Ada yang istimewa usai Bambang Soepijanto terpilih kembali menjadi ketua umum Apkindo periode 2023-2028 dalam Munas IX Apkindo di Jakarta, akhir November lalu. Mantan Dirjen Planologi Kehutanan ini tiba-tiba buka suara tentang adanya piutang asosiasi ke pemerintah yang tak kunjung dibayar. Nilainya mengejutkan: Rp2,1 triliun!

Besarnya piutang itu berasal dari nilai pokok deposito berjangka dan akun giro Apkindo di Bank Umum Nasional (BUN) sekitar 85 juta dolar AS. Dana itu ikut membeku ketika BUN dijadikan bank beku operasi (BBO) pada 1998. Jika dihitung dari pembekuan BUN, maka selama 25 tahun uang Apkindo ikut dibekap pemerintah, tak kunjung dicairkan. Itu sebabnya, jumlah piutang pun membengkak karena ada perhitungan bunga menjadi sekitar 144 juta dolar AS.

Apkindo juga tidak diam, rupanya. Jalur hukum ditempuh dengan menggugat ke pengadilan agar pemerintah membayar. Pengadilan pun mengabulkan dan sudah memiliki kekuatan hukum tetap (inkracht) sejak tahun 2007 — ketika upaya luar biasa pemerintah melalui Peninjauan Kembali (PK) ke Mahkamah Agung ditolak.

Baca juga:

Dari Mana Datangnya Piutang Rp2,1 Triliun?
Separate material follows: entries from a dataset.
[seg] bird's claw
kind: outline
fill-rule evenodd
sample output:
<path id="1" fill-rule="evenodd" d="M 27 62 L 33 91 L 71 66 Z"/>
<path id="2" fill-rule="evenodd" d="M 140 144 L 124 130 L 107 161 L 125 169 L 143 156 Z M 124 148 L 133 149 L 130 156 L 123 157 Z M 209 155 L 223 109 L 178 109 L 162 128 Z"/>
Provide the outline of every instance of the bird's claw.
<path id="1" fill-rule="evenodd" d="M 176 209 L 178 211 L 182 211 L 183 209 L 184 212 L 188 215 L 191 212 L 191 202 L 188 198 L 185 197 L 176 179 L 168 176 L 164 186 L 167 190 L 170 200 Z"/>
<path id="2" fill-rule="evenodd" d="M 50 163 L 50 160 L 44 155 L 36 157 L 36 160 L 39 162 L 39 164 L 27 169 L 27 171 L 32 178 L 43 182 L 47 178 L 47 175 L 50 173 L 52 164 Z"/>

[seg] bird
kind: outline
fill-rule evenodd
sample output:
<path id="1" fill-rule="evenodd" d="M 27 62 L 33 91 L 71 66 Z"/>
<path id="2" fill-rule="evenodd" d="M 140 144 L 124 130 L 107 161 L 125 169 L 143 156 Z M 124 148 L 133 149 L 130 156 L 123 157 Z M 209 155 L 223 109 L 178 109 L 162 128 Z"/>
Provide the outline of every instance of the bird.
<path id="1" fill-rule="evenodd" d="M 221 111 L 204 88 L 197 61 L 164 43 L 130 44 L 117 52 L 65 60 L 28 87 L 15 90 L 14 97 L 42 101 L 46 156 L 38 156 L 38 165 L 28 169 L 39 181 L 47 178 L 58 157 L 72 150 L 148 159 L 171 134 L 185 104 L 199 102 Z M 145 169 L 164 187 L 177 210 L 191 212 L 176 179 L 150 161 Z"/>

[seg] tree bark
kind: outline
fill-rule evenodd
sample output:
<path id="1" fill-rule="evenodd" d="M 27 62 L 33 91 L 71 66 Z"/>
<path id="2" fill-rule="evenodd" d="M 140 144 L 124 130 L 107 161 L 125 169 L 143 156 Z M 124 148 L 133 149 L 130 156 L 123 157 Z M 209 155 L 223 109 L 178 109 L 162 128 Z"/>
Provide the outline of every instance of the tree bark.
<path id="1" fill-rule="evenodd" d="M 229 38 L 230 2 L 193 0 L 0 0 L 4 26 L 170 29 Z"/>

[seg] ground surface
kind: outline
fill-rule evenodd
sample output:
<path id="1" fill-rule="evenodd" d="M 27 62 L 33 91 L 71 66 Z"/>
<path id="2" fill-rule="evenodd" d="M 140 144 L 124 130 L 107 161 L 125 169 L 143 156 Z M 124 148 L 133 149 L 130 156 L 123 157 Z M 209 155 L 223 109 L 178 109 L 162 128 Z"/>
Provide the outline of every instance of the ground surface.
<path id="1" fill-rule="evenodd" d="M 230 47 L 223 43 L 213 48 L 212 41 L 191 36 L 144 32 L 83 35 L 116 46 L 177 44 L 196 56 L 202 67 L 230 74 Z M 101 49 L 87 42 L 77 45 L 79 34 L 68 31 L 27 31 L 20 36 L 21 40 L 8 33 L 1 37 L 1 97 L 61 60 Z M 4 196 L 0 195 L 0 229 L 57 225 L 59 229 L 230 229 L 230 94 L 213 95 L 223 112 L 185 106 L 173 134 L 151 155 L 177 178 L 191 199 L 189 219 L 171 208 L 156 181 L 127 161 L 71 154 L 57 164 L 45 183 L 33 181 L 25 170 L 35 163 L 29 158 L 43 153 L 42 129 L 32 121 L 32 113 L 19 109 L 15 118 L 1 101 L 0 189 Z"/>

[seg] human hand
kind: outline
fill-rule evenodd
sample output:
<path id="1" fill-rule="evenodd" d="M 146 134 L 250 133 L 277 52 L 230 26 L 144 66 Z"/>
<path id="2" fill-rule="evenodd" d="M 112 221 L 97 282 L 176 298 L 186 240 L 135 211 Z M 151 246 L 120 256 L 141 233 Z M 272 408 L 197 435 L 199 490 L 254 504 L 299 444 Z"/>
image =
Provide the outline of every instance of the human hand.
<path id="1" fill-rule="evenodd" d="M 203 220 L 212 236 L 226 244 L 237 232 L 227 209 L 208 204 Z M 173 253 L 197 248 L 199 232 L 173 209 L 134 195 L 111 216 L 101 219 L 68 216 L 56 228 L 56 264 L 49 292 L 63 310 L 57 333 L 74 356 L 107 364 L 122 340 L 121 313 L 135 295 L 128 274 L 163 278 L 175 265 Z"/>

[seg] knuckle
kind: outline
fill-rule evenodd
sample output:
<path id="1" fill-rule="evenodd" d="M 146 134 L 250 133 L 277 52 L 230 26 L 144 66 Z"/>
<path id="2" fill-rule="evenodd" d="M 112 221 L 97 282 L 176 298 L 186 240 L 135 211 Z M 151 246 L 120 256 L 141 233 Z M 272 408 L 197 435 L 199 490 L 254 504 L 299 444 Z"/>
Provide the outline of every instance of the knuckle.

Bambang Soepijanto: Tahun 2024, Cicilan Pertama Harus Diterima

Sejauh ini, kata Bambang, sudah ada kesepakatan antara Apkindo dengan Kementerian Keuangan tahun 2016. Pemerintah akan mencicil piutang Apkindo selama lima tahun (2016 sampai 2020) sebesar 28 juta dolar AS/tahun. Sayangnya, sampai kini, janji tak pernah terealisasi. “Pemerintah punya kewajiban, tolong dirampungkan. Kami juga tidak meminta pembayaran sekaligus karena APBN juga punya kewajiban yang lain,” ujar Bambang, Selasa (28/12/2023). Dia berharap, pada triwulan I-2024 sudah ada clearance dari Kemenkeu bahwa pembayaran 28 juta dolar AS bisa dilakukan.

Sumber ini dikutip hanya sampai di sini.